US citrus: First quarter’s surprise outperformer was farm commodity

As the coronavirus pandemic - and perhaps a misguided desire for vitamin C- helped to drive a surge in demand for the drink, orange juice futures were a surprise outperformer in the first quarter this year.

During the first three months of the year, orange juice futures for May delivery gained 20.5% to be priced at $1.20 a pound. In March alone, the futures were up more than 25%.

This upward spike in prices came as global stock markets and other assets tumbled amid panic around the coronavirus crisis.

The Dow Jones Industrial Average and S&P 500 were both down by around 20% over the quarter, while European stocks posted their worst quarter since 2002. Crude oil also plummeted over the period, losing more than 65% of its value, as the pandemic weighed and oil exporters Saudi Arabia and Russia engaged in a price war.

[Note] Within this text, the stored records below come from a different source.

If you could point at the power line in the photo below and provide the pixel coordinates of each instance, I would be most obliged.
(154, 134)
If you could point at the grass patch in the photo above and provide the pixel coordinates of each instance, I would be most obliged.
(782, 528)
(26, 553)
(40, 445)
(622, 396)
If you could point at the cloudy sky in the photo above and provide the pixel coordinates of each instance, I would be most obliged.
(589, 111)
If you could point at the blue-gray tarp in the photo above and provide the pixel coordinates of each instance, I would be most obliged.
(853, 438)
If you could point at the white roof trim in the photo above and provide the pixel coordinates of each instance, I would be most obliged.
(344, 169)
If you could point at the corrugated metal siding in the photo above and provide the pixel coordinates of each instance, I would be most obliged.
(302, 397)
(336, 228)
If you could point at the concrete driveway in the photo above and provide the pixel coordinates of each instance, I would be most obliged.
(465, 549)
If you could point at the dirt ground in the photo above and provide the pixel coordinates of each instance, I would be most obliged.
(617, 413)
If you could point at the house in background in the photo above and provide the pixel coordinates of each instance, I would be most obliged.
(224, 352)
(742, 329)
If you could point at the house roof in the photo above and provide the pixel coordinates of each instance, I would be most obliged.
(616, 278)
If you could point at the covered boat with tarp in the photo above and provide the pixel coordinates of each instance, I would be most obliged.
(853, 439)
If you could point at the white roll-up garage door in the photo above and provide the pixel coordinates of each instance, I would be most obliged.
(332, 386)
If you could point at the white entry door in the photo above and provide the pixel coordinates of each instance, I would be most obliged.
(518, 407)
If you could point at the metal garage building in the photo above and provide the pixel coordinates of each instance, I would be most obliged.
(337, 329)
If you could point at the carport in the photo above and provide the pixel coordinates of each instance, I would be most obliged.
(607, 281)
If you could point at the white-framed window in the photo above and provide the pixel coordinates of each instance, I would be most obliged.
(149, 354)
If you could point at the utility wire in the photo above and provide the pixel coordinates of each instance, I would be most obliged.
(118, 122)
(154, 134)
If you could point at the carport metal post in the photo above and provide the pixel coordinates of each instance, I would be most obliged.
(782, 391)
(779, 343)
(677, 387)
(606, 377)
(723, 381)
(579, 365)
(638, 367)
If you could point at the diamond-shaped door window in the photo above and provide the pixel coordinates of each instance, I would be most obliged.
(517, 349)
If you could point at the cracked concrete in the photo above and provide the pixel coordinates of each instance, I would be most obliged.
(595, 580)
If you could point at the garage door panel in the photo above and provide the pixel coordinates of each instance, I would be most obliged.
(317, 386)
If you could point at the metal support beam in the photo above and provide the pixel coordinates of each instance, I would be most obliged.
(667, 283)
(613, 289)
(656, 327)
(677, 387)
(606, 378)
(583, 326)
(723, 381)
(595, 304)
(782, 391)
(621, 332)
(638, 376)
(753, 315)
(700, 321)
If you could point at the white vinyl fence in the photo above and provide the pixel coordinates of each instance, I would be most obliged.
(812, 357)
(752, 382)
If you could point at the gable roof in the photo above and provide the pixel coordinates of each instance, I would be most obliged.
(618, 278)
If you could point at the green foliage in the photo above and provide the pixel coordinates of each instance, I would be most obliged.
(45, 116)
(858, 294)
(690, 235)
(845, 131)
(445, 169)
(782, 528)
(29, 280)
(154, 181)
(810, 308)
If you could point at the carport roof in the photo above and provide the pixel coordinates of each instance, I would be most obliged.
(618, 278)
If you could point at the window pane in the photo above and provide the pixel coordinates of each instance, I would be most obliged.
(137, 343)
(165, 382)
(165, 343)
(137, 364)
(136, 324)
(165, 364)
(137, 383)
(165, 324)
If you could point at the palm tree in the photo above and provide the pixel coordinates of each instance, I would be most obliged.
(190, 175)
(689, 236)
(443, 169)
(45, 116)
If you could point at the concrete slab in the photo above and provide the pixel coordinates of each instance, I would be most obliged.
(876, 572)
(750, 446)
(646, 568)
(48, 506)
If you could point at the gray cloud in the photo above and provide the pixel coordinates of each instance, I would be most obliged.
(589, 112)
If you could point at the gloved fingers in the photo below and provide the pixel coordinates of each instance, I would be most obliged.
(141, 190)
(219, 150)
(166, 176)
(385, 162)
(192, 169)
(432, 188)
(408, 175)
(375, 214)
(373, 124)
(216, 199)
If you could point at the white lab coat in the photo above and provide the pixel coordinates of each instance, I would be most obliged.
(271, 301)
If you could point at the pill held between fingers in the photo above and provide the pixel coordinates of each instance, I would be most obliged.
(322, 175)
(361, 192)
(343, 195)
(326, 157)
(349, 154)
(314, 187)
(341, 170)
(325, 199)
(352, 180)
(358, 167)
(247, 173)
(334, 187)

Before the coronavirus crisis, orange juice futures had fallen to “really low levels,” Sonneville noted, as demand slipped. Prior to the ongoing pandemic, Rabobank had predicted that demand would continue to decline into 2021.

“Whether we would fall back very quickly to below a dollar after the crisis, I don’t think so, given the problems there are with the 2020/2021 harvest,” he told CNBC. “But whether we would go up to $1.50, I wouldn’t dare to say.”